The Mumbai Bench of the ITAT in a recent decision, Management Structure & Systems v. ITO, has elaborately discussed the law on when income from sale of shares is to be treated as business income and when it is to be treated as capital gains. The assessee was a private company engaged in “management consultancy, investment advisory and equity reserve research services”. It filed returns showing certain income from sale of shares as capital gains. The Assessing Officer on the other hand categorised the income as business income, as he concluded that the assessee’s activity in trading of shares was a business activity and the shares were not held as a capital asset but as stock-in-trade. It was not disputed that the assessee was not registered as a broker or sub-broker with any stock exchange – in the view of the AO, this was immaterial, while in the view of the assessee, this non-registration was urged to be conclusive of the fact that that the shares were not traded by the assessee as a business activity.
Allowing the assessee’s appeal, the Tribunal held that whether the activity of buying and selling of the shares is in the nature of trade or investment is a mixed question of law and fact; and importance has to be given to how the assessee’s books treat the shares. Following the decisions of the Supreme Court in Associated Industrial Development Co., 82 ITR 586, and H. Holck Larzsen, 160 ITR 67, as well as CBDT Circular No. 4/2007, the Tribunal approved a set of principles which could be applied in this regard. The same principles have also been reached by a co-ordinate Bench of the Tribunal in Gopal Purohit, 122 TTJ (Bom).
Accordingly, the position of law is that in determining whether the income arising from sale of shares is to be treated as business income or as capital gains, the following factors are relevant:
(1) What is the intention of the assessee at the time of purchase of the shares? The answer to this can be found out from the treatment given to the purchase in the assessee’s books of account.
(2) Has the assessee borrowed money to purchase the shares, and paid interest thereon? As per the Tribunal, money is generally borrowed to purchase goods for the purposes of trade and not for investing in an asset for retaining.
(3) What is the frequency of the purchases and disposals? As per the Tribunal, “If purchase and sale are frequent, or there are substantial transactions in that item, it would indicate trade. Habitual dealing in that particular item is indicative of intention of trade. Similarly, ratio between the purchases and sales and the holdings may show whether the assessee is trading or investing (high transactions and low holdings indicate trade whereas low transactions and high holdings indicate investment).”
(4) Is the purchase and sale made for realizing profit, or for retention and appreciation in its value?

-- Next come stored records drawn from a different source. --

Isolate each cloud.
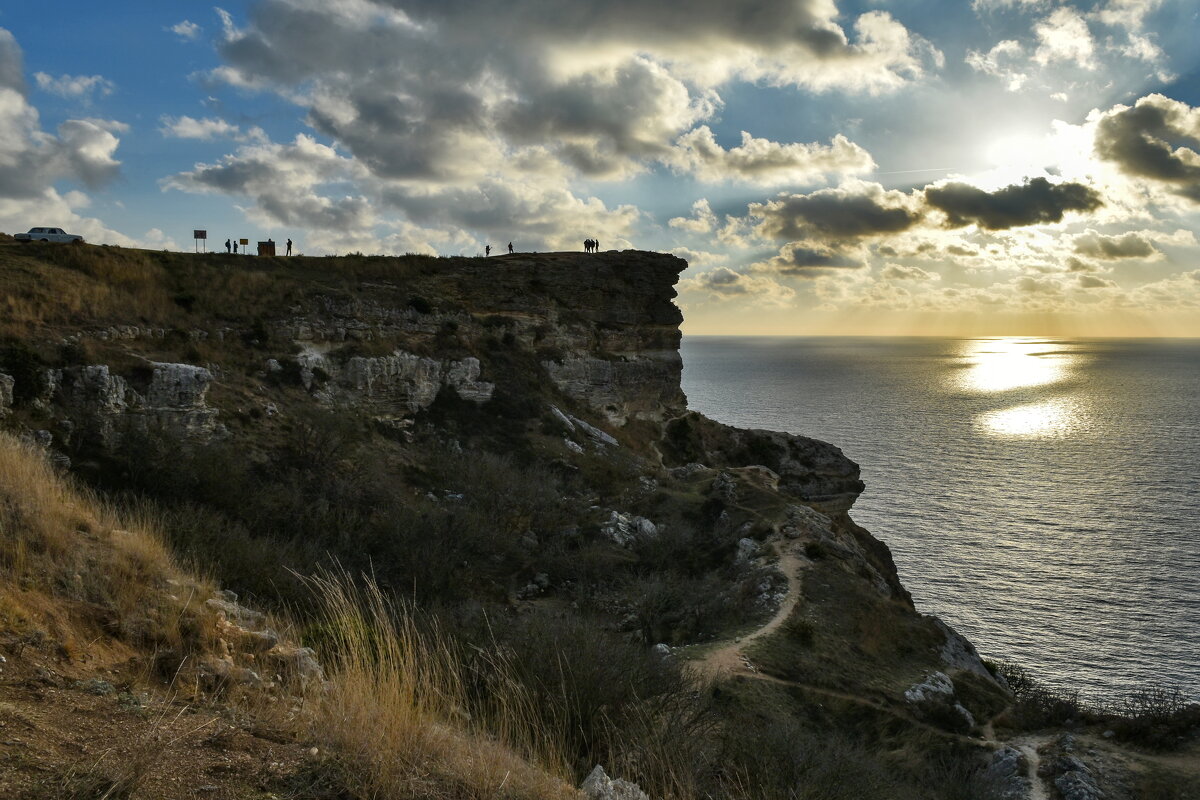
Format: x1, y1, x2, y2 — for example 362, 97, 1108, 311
1078, 274, 1117, 288
924, 177, 1102, 230
1093, 94, 1200, 202
163, 134, 375, 232
202, 0, 938, 190
170, 20, 202, 40
750, 181, 921, 241
753, 241, 867, 278
668, 127, 875, 186
33, 72, 114, 100
679, 266, 796, 305
965, 40, 1028, 91
1032, 7, 1097, 70
159, 115, 266, 142
669, 198, 718, 233
1072, 229, 1159, 260
881, 263, 939, 280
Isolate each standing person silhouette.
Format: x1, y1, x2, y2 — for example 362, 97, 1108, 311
232, 241, 238, 254
286, 238, 292, 256
594, 239, 600, 252
485, 244, 491, 256
225, 238, 231, 253
508, 242, 514, 254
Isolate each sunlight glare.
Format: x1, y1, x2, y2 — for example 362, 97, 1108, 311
955, 338, 1072, 392
979, 398, 1086, 438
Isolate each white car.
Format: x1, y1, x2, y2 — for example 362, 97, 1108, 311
14, 227, 84, 243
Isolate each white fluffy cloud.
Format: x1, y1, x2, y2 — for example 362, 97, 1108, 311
33, 72, 114, 100
668, 128, 875, 186
159, 115, 266, 143
170, 20, 202, 40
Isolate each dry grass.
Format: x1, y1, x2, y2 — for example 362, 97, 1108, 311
304, 572, 581, 800
0, 432, 216, 655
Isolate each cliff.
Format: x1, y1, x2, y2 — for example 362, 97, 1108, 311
14, 242, 1163, 800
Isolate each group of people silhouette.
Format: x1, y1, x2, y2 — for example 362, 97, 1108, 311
223, 238, 293, 256
584, 238, 601, 253
484, 242, 516, 256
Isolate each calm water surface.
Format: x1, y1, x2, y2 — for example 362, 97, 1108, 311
681, 336, 1200, 701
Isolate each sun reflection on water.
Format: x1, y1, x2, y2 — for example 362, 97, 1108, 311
978, 399, 1087, 438
956, 337, 1071, 392
952, 338, 1092, 438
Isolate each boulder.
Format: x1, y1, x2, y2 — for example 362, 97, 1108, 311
581, 765, 652, 800
601, 511, 658, 547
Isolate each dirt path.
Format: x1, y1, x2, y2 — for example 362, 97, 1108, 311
1007, 734, 1053, 800
690, 547, 806, 679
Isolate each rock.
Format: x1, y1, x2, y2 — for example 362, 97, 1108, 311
780, 504, 833, 538
74, 678, 116, 696
0, 372, 13, 415
904, 672, 975, 731
549, 405, 576, 431
652, 643, 671, 657
266, 358, 282, 373
49, 362, 219, 445
933, 617, 994, 680
581, 765, 652, 800
265, 645, 325, 686
600, 511, 658, 547
570, 414, 619, 447
1053, 754, 1104, 800
205, 596, 267, 631
198, 656, 264, 689
735, 537, 760, 563
711, 471, 738, 502
533, 572, 550, 590
564, 438, 585, 454
339, 350, 493, 413
668, 462, 708, 480
905, 672, 955, 704
982, 746, 1031, 800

The former is indicative of the purchases being part of trade; and the latter is indicative of the purchases being an investment. Furthermore, it would be relevant to ask whether the intention behind the purchase was to enjoy dividend, or merely to earn profit on sale of shares. Importantly, a commercial motive is an essential ingredient of trade in this context.
(5) The Tribunal also considered that if the items in question were valued at cost, it would indicate that they were investments. Where they were valued at cost or market value or net realizable value, whichever is less, it will indicate that items were treated as stock-in-trade.(6) Finally, it would be relevant to consider how the assessee is authorized in its Memorandum / Articles.